Carol Shirey will end her 25-year tenure with the university come November.
Departing as the director of Human Resources Services, Shirey said the timing for retirement “just seemed right” and instead of making plans for her free time, she’ll just go with the flow.

“I might just sleep for the first month,” Shirey, 54, said. “I should catch up on that.”

Shirey held the director position for six-and-a-half years and said she dealt with the typical duties of payroll, benefits and data systems, but also, “anything from one coworker shoving another to employee theft.”

CSU opened up a search in early August for Shirey’s replacement and in the process, tweaked the position name and tacked on more responsibilities to the job description.

The person that takes the position will operate under the title of associate vice president for Human Resource Services and, according to the job description, handle the employee assistance program, benefits, payroll, compensation and classification systems, state classified recruitment, data systems and record organization.

Lynn Johnson, associate vice president for Finance and Budget, heads up the search committee and said the person to take Shirey’s place will often cross paths with sensitive information and will be “required to protect such information in accordance with applicable confidentiality policy and procedures.”

Shirey, who had racked up enough retirement money to live comfortably after parting with the university, compared CSU to a small town and said it’s “kind of fun” to work through everyday problems.

“Anything that can happen in a city can happen right here,” she said.

Her mother retired at 55, and Shirey said she’s following in the footsteps so she can spend more time living life –– hiking, reading, volunteering.

“People always said, ‘What are you going to do with your time?’ And my parents said, ‘Well, I don’t know how I even found time to work,’” she said. Shirey grew up in Gary, Ind. and hopes to visit her family back home more often.

The person who takes her place, she said, should be a natural problem solver because “you spend a lot of time trying to understand people in this job.” Also, he or she should have a good understanding of personnel law.

The job will also entail developing and interpreting employee policies, managing unemployment claims and providing “support” to administrators with disciplinary or employee relation action that needs to be taken.

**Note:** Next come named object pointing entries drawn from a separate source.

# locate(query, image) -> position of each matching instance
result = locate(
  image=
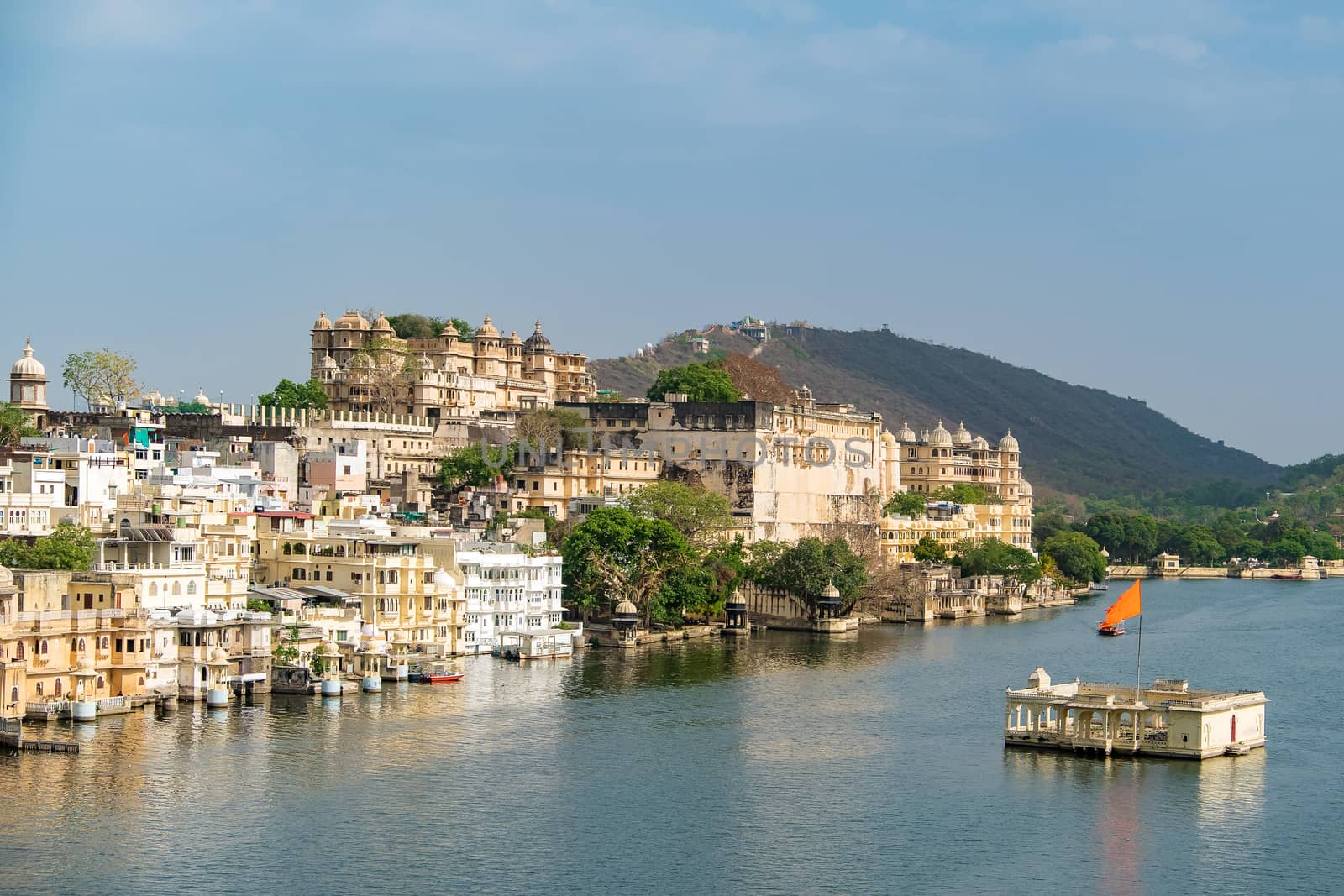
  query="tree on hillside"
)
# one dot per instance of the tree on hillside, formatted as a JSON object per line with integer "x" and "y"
{"x": 476, "y": 465}
{"x": 381, "y": 375}
{"x": 289, "y": 394}
{"x": 69, "y": 547}
{"x": 698, "y": 382}
{"x": 756, "y": 380}
{"x": 615, "y": 555}
{"x": 698, "y": 513}
{"x": 551, "y": 429}
{"x": 906, "y": 504}
{"x": 927, "y": 550}
{"x": 101, "y": 376}
{"x": 1077, "y": 557}
{"x": 13, "y": 425}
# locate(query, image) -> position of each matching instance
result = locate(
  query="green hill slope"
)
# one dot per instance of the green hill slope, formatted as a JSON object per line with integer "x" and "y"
{"x": 1074, "y": 439}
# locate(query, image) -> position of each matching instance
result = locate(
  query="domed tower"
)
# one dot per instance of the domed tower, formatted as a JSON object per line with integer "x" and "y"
{"x": 29, "y": 385}
{"x": 514, "y": 356}
{"x": 539, "y": 360}
{"x": 490, "y": 351}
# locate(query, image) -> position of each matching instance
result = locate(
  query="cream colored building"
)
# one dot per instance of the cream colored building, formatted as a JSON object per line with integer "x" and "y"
{"x": 449, "y": 376}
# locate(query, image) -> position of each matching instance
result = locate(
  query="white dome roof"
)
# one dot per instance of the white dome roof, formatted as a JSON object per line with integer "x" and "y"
{"x": 27, "y": 365}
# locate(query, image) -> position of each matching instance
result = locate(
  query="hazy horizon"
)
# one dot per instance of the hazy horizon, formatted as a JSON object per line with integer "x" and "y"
{"x": 1135, "y": 196}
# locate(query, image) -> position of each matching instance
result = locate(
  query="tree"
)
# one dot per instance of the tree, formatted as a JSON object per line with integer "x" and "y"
{"x": 289, "y": 394}
{"x": 698, "y": 382}
{"x": 100, "y": 378}
{"x": 381, "y": 375}
{"x": 476, "y": 465}
{"x": 808, "y": 567}
{"x": 69, "y": 547}
{"x": 906, "y": 504}
{"x": 1077, "y": 557}
{"x": 615, "y": 555}
{"x": 699, "y": 515}
{"x": 13, "y": 425}
{"x": 551, "y": 429}
{"x": 929, "y": 551}
{"x": 992, "y": 557}
{"x": 759, "y": 382}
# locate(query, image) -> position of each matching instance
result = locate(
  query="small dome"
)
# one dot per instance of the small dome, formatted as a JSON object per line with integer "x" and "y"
{"x": 351, "y": 320}
{"x": 538, "y": 342}
{"x": 27, "y": 365}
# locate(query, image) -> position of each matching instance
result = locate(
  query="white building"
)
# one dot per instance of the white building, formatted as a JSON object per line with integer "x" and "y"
{"x": 508, "y": 591}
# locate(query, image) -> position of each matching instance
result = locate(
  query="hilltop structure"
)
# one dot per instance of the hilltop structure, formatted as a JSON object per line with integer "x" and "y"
{"x": 365, "y": 367}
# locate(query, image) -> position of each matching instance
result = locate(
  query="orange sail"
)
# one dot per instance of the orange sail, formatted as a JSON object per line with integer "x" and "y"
{"x": 1126, "y": 607}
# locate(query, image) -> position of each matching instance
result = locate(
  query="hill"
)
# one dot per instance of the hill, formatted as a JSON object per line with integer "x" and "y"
{"x": 1075, "y": 439}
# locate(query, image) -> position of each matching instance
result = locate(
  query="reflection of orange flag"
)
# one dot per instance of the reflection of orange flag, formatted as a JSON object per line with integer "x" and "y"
{"x": 1126, "y": 607}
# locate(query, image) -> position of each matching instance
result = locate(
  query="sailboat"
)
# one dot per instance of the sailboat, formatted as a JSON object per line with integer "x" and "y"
{"x": 1126, "y": 606}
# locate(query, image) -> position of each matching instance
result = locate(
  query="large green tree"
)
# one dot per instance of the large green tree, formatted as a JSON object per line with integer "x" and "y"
{"x": 13, "y": 425}
{"x": 699, "y": 515}
{"x": 615, "y": 555}
{"x": 289, "y": 394}
{"x": 69, "y": 547}
{"x": 1077, "y": 557}
{"x": 101, "y": 376}
{"x": 698, "y": 382}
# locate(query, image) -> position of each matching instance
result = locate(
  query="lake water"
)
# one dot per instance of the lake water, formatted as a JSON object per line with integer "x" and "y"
{"x": 784, "y": 765}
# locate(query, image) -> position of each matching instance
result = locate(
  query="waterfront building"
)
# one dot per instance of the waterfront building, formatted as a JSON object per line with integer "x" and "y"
{"x": 29, "y": 387}
{"x": 508, "y": 590}
{"x": 365, "y": 367}
{"x": 1171, "y": 718}
{"x": 788, "y": 470}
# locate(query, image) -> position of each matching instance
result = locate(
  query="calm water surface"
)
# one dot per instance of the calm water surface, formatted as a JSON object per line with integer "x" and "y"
{"x": 785, "y": 765}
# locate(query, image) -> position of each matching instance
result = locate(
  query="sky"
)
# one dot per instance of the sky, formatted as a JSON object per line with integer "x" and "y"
{"x": 1137, "y": 195}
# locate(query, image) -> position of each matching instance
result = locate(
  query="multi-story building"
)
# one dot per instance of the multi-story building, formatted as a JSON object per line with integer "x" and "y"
{"x": 365, "y": 367}
{"x": 940, "y": 458}
{"x": 508, "y": 591}
{"x": 788, "y": 470}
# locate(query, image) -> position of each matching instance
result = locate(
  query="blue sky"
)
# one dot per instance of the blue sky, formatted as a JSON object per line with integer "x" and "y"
{"x": 1137, "y": 195}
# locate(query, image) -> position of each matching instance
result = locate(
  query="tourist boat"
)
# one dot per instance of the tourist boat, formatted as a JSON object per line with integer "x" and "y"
{"x": 434, "y": 673}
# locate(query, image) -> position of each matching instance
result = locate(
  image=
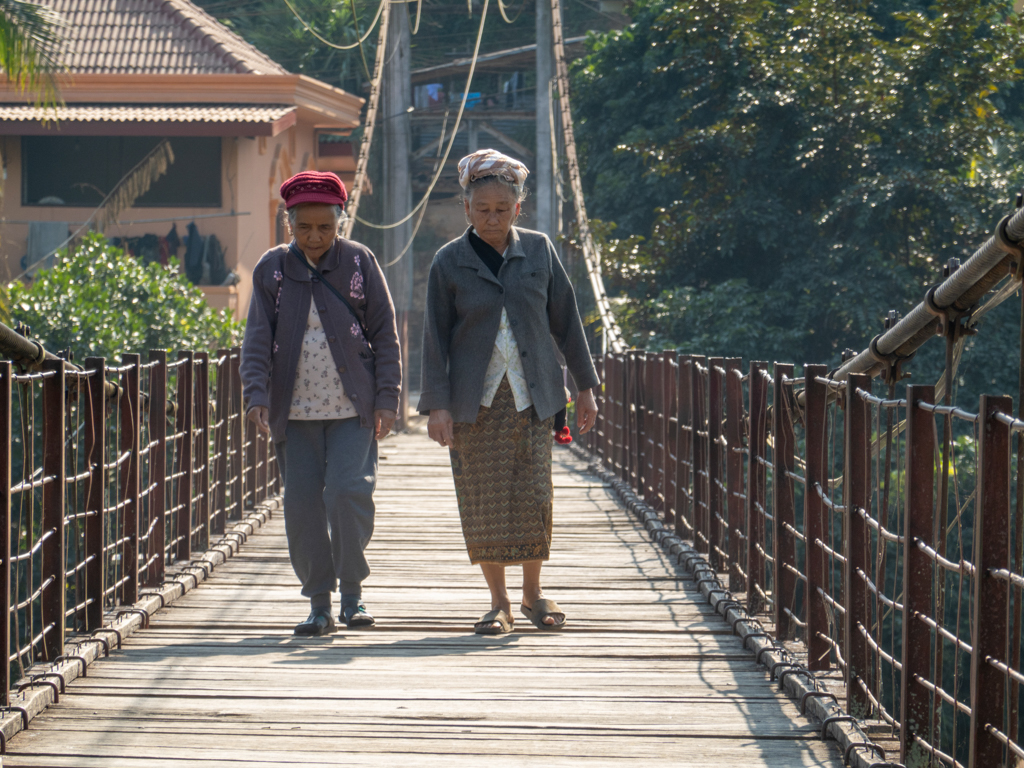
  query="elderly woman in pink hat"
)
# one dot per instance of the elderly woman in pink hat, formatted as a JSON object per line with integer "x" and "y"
{"x": 322, "y": 373}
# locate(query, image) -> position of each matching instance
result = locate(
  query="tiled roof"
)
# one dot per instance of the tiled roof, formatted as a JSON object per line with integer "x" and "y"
{"x": 156, "y": 37}
{"x": 148, "y": 113}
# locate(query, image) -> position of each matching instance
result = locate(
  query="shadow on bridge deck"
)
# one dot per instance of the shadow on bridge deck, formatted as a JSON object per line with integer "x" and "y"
{"x": 645, "y": 671}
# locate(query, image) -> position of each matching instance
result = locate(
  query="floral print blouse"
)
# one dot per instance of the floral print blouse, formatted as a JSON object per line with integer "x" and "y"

The application period for full consideration is set to close on Sept. 13, Johnson said, but the committee will continue to take submissions until the position is filled. Johnson hopes to have the position filled by mid-November but said the starting date will depend on his or her availability.

As of Tuesday, 65 individuals had applied for the position.

Johnson said she couldn’t disclose whether any CSU employees had thrown their name into the mix. The current salary exercise lists the current compensation at $135,500, but Johnson said the new person’s experience will determine his or her salary.

“It’s a job you can’t get away from, even when you’re on vacation,” Shirey said. “But it’s a great place with a lot of good people.”

Assistant News Editor Kirsten Silveira can be reached at

Meet Carol Shirey

  • Years with the university: 25
  • Plans after retirement: None specifically, but visiting family and spending more time reading, hiking and volunteering.
  • Leaving the university: November
  • Job responsibilities: Payroll and benefits, employment classification, records management and data systems.